44:35 SHARON: Yeah, that sounds very cool. These days, so earlier on, you
mentioned people whose questions were like, why doesn't this already happen? So
these days, it does happen more or less like that. So what kind of questions or
misconceptions do you still see folks who typically work on Chrome still have
when it comes to this kind of stuff?
44:52 CHARLIE: I think it's often assuming that navigation is simpler than it
is and not realizing how many corner cases matter and how all of these
different features that have built on top of navigation interact with each
other. So I think that's where we spend a lot of our time these days beyond the
we want to improve site isolation. We want to make these abstractions easier
for other people to understand. So I think that's one of the big challenges now
is how many different directions the navigation code has been pulled and how
those things interact with each other.
45:24 SHARON: Right. And that's kind of - was intentional initially, right? You
don't want everyone who works on Chrome to have to know how all of this works,
but then when you hide it so well, they're like, oh, this is fine. I'll just do
my thing. It'll just be my one thing, but then everyone has such a thing, and
then it becomes too many things. Yeah, I used to work on a different part of
Chrome that was not related to this, and you see some of these big classes,
like web content or whatever.
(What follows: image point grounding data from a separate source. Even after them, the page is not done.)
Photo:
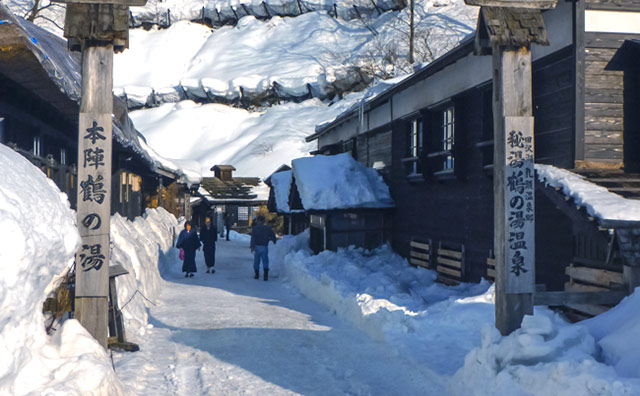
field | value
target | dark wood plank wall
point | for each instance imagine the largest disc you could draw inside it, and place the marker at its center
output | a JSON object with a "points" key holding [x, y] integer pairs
{"points": [[604, 125], [632, 121], [553, 104], [452, 210], [460, 209], [553, 243]]}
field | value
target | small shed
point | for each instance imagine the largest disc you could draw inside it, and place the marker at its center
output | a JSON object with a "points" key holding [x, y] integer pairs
{"points": [[224, 194], [347, 203]]}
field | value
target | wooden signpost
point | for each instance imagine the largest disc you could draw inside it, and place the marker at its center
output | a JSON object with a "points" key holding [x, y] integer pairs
{"points": [[95, 27], [507, 29]]}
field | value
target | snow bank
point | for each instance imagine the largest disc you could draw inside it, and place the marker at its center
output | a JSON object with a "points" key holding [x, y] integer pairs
{"points": [[233, 62], [37, 244], [140, 246], [281, 182], [377, 291], [339, 182], [546, 356], [450, 330], [598, 201], [616, 332], [254, 143]]}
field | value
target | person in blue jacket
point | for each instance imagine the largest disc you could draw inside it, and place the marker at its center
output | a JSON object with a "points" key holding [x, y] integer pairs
{"points": [[189, 242], [261, 234], [208, 237]]}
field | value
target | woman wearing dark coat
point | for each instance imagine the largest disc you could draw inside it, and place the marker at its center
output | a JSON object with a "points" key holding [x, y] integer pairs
{"points": [[189, 242], [208, 237]]}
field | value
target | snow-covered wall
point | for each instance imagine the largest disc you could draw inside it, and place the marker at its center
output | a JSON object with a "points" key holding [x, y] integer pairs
{"points": [[38, 240]]}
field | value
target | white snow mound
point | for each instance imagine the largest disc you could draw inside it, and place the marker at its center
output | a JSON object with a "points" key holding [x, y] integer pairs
{"points": [[38, 240]]}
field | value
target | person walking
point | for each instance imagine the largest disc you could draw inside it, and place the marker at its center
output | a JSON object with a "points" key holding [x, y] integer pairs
{"points": [[228, 222], [189, 242], [208, 237], [261, 234]]}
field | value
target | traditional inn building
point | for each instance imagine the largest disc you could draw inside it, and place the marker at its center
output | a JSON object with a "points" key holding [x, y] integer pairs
{"points": [[431, 137], [39, 106]]}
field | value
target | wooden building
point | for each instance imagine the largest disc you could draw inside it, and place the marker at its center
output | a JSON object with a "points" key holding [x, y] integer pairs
{"points": [[342, 202], [238, 197], [431, 136], [39, 106]]}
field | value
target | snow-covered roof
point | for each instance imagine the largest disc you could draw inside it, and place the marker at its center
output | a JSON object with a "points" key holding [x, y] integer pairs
{"points": [[281, 185], [62, 68], [386, 88], [240, 189], [597, 200], [339, 182]]}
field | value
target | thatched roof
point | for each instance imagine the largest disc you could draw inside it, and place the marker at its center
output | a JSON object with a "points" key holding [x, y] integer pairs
{"points": [[39, 62]]}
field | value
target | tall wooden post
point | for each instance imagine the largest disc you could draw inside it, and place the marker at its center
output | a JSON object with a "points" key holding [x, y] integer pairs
{"points": [[506, 29], [94, 192], [95, 27], [513, 186]]}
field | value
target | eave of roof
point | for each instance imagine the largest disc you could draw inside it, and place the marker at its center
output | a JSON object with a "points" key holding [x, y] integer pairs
{"points": [[463, 48]]}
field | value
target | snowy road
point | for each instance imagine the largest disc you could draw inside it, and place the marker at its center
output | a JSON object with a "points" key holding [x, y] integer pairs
{"points": [[228, 334]]}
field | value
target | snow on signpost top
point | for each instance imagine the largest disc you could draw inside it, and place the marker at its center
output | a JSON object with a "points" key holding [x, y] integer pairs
{"points": [[339, 182]]}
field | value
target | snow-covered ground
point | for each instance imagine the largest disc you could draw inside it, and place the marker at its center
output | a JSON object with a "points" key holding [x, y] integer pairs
{"points": [[449, 330], [228, 334]]}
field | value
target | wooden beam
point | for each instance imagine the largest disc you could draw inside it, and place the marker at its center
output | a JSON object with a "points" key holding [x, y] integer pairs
{"points": [[512, 98], [563, 298]]}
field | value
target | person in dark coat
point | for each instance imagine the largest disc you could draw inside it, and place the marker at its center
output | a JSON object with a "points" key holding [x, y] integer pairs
{"points": [[260, 237], [189, 242], [208, 237], [228, 222]]}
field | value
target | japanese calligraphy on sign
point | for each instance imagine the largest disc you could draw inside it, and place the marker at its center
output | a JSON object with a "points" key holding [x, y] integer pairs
{"points": [[519, 193], [94, 203]]}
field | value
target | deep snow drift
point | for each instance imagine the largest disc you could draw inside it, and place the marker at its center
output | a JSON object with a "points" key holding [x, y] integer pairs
{"points": [[255, 143], [141, 247], [450, 329], [338, 181], [38, 240], [286, 58]]}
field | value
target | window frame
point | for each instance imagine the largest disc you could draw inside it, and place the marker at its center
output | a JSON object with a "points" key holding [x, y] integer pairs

You're like, oh, I'll just get what I need from
that, and things will be fine, but you just don't even have any idea of all the
things that could go wrong. So it's cool that someone is out here trying to
keep that under control.
46:00 CHARLIE: And I'm glad there's a lot of efforts to try to improve the APIs
for how we expose these things, web content to web content, observer which is
growing into quite a large API with many users, looking at ways to make these
APIs easier to use and harder to make mistakes with. So I think those are
worthwhile efforts.
46:20 SHARON: OK. Cool. Well, I think that covers all of it. Now, folks know
how isolation works. Problem solved. This is great. All right, thank you very
much. Great.
46:34 CHARLIE: Thanks. Oh, no. What? OK, hold on.